Bu arada Amerika’da “İndiana Kon”firması ile iletişime geçilir ve Caz Orkestrasının ihtiyacı olan enstrümanlar sipariş edilir.Tenor saksafon,Trompet,Kontrbas ve Davul kısa bir zaman sonra Mersin’e bir Vapur’la ulaşır.Gelen Enstrümanların arasında iki sandık dolusu da  Nota vardır.

***

Orkestra üyeleri hazırdır..Enstrümanlar gelmiştir..Eksik olan nedir?Mersin’in çeşitli mahallelerinden bir araya getirilen orkestra üyelerinin giysileridir..O zamanın en mahir terzileri,moda albümlerine bakarak orkestra üyelerine özel üniforma üretirler

***

Halit Oktar Caz Orkestrası 1927 yılından 1945 yıllarına yani  II.Dünya savaşının en dehşetli yıllarına kadar tam 23 yıl Mersin Tüccar Kulübünün ve Mersin’lilerin  değişmez Caz Orkestrası olur.Çaldıkları parçaları belki Ramona,J’attendrai ve bir çok Tino Rossi şarkılarıdır.Taş plakların onlarca kez dinlenmesi ile kulaktan ezberlenen melodileridir.Amerika’dan gelen  2 sandıkta çıkan notalardan olabildiğince çözümlenerek seslendirilen melodilerdir.

***

Dikkat buyurulsun ve unutulmasın..Ne 26 kanallı  ses sistemleri  vardı, ne kasetleri ne Cd’leri ne MP3 leri…daha onların icad edilmesine herhalde 35-40 yıl vardı..Sadece Taş plaklar ve gramofonları  o kadar.! Her seslendirdikleri melodi doğal sesleri ile salonlara  yayılırdı..Dinleticiler de dinleyici idi hani.!

***

O arada Avrupayı seçen tango çok geçmeden Türkiye’de de ortaya çıkar.  Türkiye’de duyulmaya başlayan tangolar sözleriyle masum ve platonik aşkları anlatan ve Türk müziğinden esintiler taşıyan melodileri ile uzun yıllar müzik yaşantısının tek egemeni olurlar. 

***

Bu aşamada Necip Celal’in 1928 yılında yazdığı ilk tangosu “Mazi”nin 1932 senesinde Seyyan Hanım tarafından plağa okunması ile Türk eğlence müziğinde bir yeni süreç başlar.1940’lı yıllara doğru Batılılaşma ve müziğimize de batılı normlar getirme çabaları içinde ,iki zevki ve duyarlılığı birleştiren Türkçe Tangoların doğuş yılları olur.”Sevdim bir Genç kadını”,Mazi”,ya da “Ne olurdu sen benim olsaydın”Halit Oktar Caz Orkestrasının repertuvarı arasına girer. 

***

Halit Oktar Caz Orkestrası müziği ile dinlenen ve dansa eden Mersin kent halkının aksine komşu il Adana’da bir orkestra veya bir musiki heyeti henüz gelişmemiştir bile o yıllarda.Halit Oktar Caz Orkestrası Mersin ve Adana Valiliğinin işbirliği ile Adana’da birçok balo ve resepsiyona katılır,müziğini icra eder,büyük beğeni kazanır.Bazı zamanlarda Mersin’de akşamları işini yarım keser ve gece yarısından sonra Adana’da sahne almak zorunda da kalır.Adeta “Çukurova Caz Orkestrası”olur.
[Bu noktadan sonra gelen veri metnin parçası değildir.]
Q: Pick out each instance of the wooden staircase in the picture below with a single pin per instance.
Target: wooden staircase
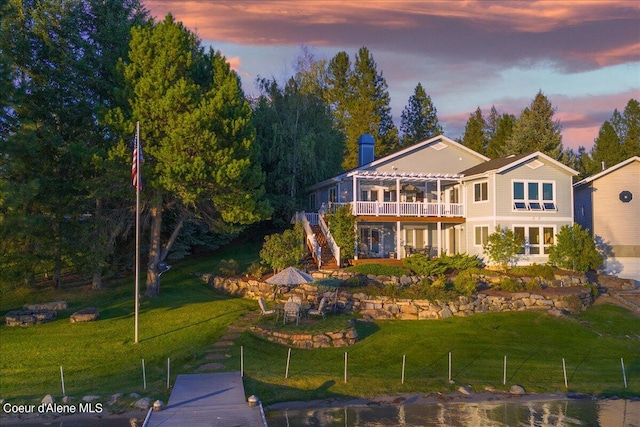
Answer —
(328, 261)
II.Dünya savaşında Almanya’dan kaçarak Türkiye’ye sığınan Musevilerden bir grup müzisyen Mersin’e gelirler.Tüccar Kulübü misafirhanesinde yaşamaya başlarlar.Halit Oktar Caz Orkestrası bu müzisyen Musevilerden Batı müziğindeki son gelişmeleri öğrenirler,yeni melodileri temin ederler ve onlarla birlikte Mersin’in ilk oda orkestrasını kurarlar.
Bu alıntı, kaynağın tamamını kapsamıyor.